During the debate in New Hampshire, Rick Santorum offered a concise answer as to why a nuclear Iran would not be tolerated and why the United States-the only state in the world that has actually used nuclear weapons, as it did when it dropped them on the cities of Hiroshima and Nagasaki- should go to war over this issue. Comparing Iran to other nuclear countries that the United States has learned to “tolerate” and “live with” such as Pakistan and North Korea, Santorum offered this succinct nugget of wisdom: Iran is a theocracy. Coming from a man who has stated that Intelligent Design should be taught in schools, that President Obama is a secular fanatic, that the United States is witnessing a war on religion, and that God designed men and women in order to reproduce and thus marriage should be only procreative (and thus heterosexual and “fertile”), Santorum`s conflation of “theocracy” with “irrationality” seemed odd. But of course, that is not what he was saying. When Santorum said that Iran was a theocracy what he meant is that Iran is an Islamic theocracy, and thus its leaders are irrational, violent, and apparently (In Santorum`s eyes) martyrdom junkies. Because Iran is an Islamic theocracy, it cannot be “trusted” by the United States to have nuclear weapons. Apparently, settler colonial states such as Israel (whose claim to “liberal “secularism” is tenuous at best), totalitarian states such as North Korea, or unstable states such as Pakistan (which the United States regularly bombs via drones and that is currently falling apart because, as Santorum stated, it does not know how to behave without a “strong” America) do not cause the same radioactive anxiety. In Santorum`s opinion, a nuclear Iran would not view the cold war logic of Mutually Assured Destruction (MAD) as a deterrent. Instead, the nation of Iran would rush to die under American or Israeli nuclear bombs because martyrdom is a religious (not national, Santorum was quick to state, perhaps realizing that martyrdom for nation is an ideal woven into the tapestry of American ideology) imperative. Santorum`s views on Iran can be seen one hour and two minutes into the debate.

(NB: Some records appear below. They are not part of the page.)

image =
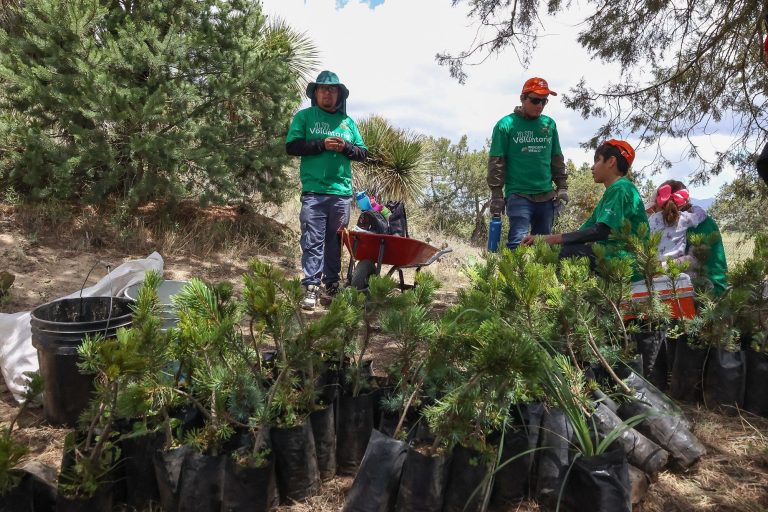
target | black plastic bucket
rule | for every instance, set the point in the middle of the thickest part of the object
(58, 328)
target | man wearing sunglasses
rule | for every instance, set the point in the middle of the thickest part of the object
(525, 160)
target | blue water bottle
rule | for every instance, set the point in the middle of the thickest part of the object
(363, 202)
(494, 234)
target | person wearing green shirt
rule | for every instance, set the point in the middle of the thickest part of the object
(714, 268)
(327, 140)
(620, 203)
(524, 160)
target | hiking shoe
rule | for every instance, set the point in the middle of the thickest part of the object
(332, 289)
(310, 297)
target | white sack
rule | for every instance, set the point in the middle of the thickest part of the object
(17, 355)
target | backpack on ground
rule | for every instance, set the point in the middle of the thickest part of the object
(398, 222)
(373, 222)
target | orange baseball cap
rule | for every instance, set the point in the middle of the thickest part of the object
(624, 148)
(538, 86)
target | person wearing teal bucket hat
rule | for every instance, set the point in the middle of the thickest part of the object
(327, 140)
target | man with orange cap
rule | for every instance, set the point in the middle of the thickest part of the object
(524, 160)
(621, 203)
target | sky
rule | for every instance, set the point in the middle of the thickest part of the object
(384, 52)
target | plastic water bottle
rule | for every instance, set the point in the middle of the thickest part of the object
(362, 201)
(494, 234)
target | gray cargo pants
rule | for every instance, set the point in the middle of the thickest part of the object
(321, 216)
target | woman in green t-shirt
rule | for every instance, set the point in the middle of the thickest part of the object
(620, 203)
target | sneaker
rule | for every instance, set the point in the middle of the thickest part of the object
(310, 297)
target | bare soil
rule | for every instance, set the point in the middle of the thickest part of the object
(51, 252)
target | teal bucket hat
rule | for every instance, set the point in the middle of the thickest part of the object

When it comes to Islam, religion is scary, violent and irrational, says the American Presidential candidate who is largely running on his “faith based” convictions. This contradiction is not surprising, given that in the United States fundamentalist Christians regularly and without irony cite the danger that American muslims pose-fifth column style- to American secularism. After all, recently Christian fundamentalist groups succeeded in pressuring advertisers to abandon a reality show that (tediously) chronicled the lives of “American Muslims” living in Detroit. The great sin committed by these American Muslims was that they were too damn normal. Instead of plotting to inject sharia law into the United States Constitution, they were busy shopping at mid-western malls. Instead of marrying four women at a time and vacationing at Al-Qaeda training camps in (nuclear, but not troublingly so) Pakistan, these “American Muslims” were eating (halal) hotdogs and worrying about the mortgages on their homes and the rising costs of college tuition. Fundamentalist Christians watched this boring consumer driven normalcy with horror and deduced that it must be a plot to make Islam appear compatible with American secularism. The real aim of the show, these Christian fundamentalists (who Rick Santorum banks on for political and financial support) reasoned, was to make Islam appear “normal” and a viable religious option for American citizens. Thus the reality show “All American Muslim” was revealed to be a sinister attempt at Islamic proselytizing. This in a country where Christian proselytizing is almost unavoidable. From television to subways to doorbell rings to presidential debates to busses to street corners and dinner tables-there is always someone in America who wants to share the “good news” with a stranger. Faced with such a blatant, and common, double standard, we should continue to ask “If Muslim proselytizers threaten our secular paradise, why do Christian proselytizers not threaten our secular paradise?”

As the United States Presidential Elections kick into gear, we can expect the Middle East to take pride of place in questions pertaining to foreign policy. Already, Newt Gingrich who, if you forgot, has a PhD in history, has decided for all of us, once and for all, that the Palestinians alone in this world of nations are an invented people. Palestinians are not only a fraudulent people, Gingrich has taught us, they are terrorists as well. Candidates stumble over each other in a race to come up with more creative ways to pledge America`s undying support for Israel. Iran is the big baddie with much too much facial hair and weird hats. America is held hostage to Muslim and Arab oil, and must become “energy efficient” in order to free itself from the unsavory political relationships that come with such dependancy. Candidates will continue to argue over whether or not President Obama should have or should not have withdrawn US troops from Iraq, but no one will bring up the reality that the US occupation of Iraq is anything but over. But despite the interest that the Middle East will invite in the coming election cycle, there are a few questions that we can confidently assume will not be asked or addressed. Here are a few predictions. We welcome additional questions from readers.

Question: What is the difference between Christian Fundamentalism and Muslim Fundamentalism? Which is the greater “threat” to American secularism, and why?

Question: The United States` strongest Arab ally is Saudi Arabia, an Islamic theocracy and authoritarian monarchy which (falsely) cites Islamic law to prohibit women from driving cars, voting, but has recently (yay!) allowed women to sell underwear to other women. In addition, Saudi Arabia has been fanning the flames of sectarianism across the region, is the main center of financial and moral support for Al-Qaeda and is studying ways to “obtain” (the Saudi way, just buy it) a nuclear weapon-all as part and parcel of a not so cold war with Iran. Given these facts, how do you respond to critics that doubt the United States` stated goals of promoting democracy, human rights, women`s rights, and “moderate” (whatever that is) Islam?

Question: Israel has nuclear weapons and has threatened to use them in the past. True or false?

Question: How are Rick Santorum`s views on homosexuality (or the Christian right`s views more generally) different than President Mahmoud Ahmadinejad`s or King Abdullah`s? Can you help us tease out the differences when all three have said that as long as homosexuals do not engage in homosexual sex, it`s all good?

Question: Is the special relationship between the United States and Israel more special because they are both settler colonies, or is something else going on?